阿部が失踪する1月前の3月中旬、井口は阿部から太華公司の呉宗信を紹介されたが、そのとき呉から山東の話などはまったく出なかったという。呉から出たのは、大連に不足しているマッチの製造をやってもらえないかという話で、井口はそれを承諾した。

 阿部が失踪して2月あまりたった6月下旬のある日曜日、阿部から手紙が届く。このときのことを、井口は次のように語っている。

 「宛名は私と高木君その他一同となっており、封筒に切手や消印のないのは、誰かに託して届けて来たものであろう。内容は、私たちの夢想だもしなかったことで、読んで行くに従って、私は事の意外と重大さに息を呑んだ。
 『私及び家族一同は、目下山東省の一角、芝罘で快適な生活をやっている。ここはフランス人によって開発された港町で、中国とはいえ西欧の匂いの漂った、美しい都会である。先日中共の要人と話し合い、港の見える小高い丘の上に、フランス風の研究所を建設し、日中合作の世界的な研究機関をつくり上げる計画を立てた。ついては、中央試験所の有能メンバーを出来るだけ沢山集めて、当地へ渡来してきて欲しい。云々』
  といった意味のことが、関屋さん特有の名文達筆で書かれており、最後に、彼の希望する五十数名の研究者、技術者の氏名が書きつらねてあった。」(「ダモーイ」第5回)

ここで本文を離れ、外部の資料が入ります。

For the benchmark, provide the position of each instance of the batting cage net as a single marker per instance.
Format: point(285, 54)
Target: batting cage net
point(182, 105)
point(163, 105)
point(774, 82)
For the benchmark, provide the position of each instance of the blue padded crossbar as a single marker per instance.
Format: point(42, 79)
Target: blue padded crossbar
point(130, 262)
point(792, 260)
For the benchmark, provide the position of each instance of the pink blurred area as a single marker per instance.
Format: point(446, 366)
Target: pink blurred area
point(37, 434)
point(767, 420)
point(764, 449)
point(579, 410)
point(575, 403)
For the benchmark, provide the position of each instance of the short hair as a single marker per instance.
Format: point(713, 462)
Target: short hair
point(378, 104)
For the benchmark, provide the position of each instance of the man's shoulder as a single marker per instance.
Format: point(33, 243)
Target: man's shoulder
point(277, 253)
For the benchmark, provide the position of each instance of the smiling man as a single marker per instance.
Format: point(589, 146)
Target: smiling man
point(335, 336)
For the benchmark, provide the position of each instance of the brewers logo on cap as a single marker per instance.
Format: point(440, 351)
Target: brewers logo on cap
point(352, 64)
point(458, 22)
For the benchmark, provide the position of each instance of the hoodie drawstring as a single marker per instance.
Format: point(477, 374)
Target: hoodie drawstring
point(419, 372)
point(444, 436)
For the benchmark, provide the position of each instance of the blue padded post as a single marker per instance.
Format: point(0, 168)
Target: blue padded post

 「関屋」は阿部のことである。阿部は山東へ行って以後、名前を変えて「関谷直司」と名乗っていた。(「ダモーイ」は、55回の連載中、阿部の姓を「関屋」で通している。関谷の「谷」がすべて「屋」となっているが、そのまま引用する。)「高木」は高木智雄で、前章で述べたごとく、燃料課の幹部として事前に阿部から山東行きを相談された一人である。
 なお、この手紙にあったという「五十数名の研究者、技術者」は、阿部の著書『招かれざる国賓』では69名となっている。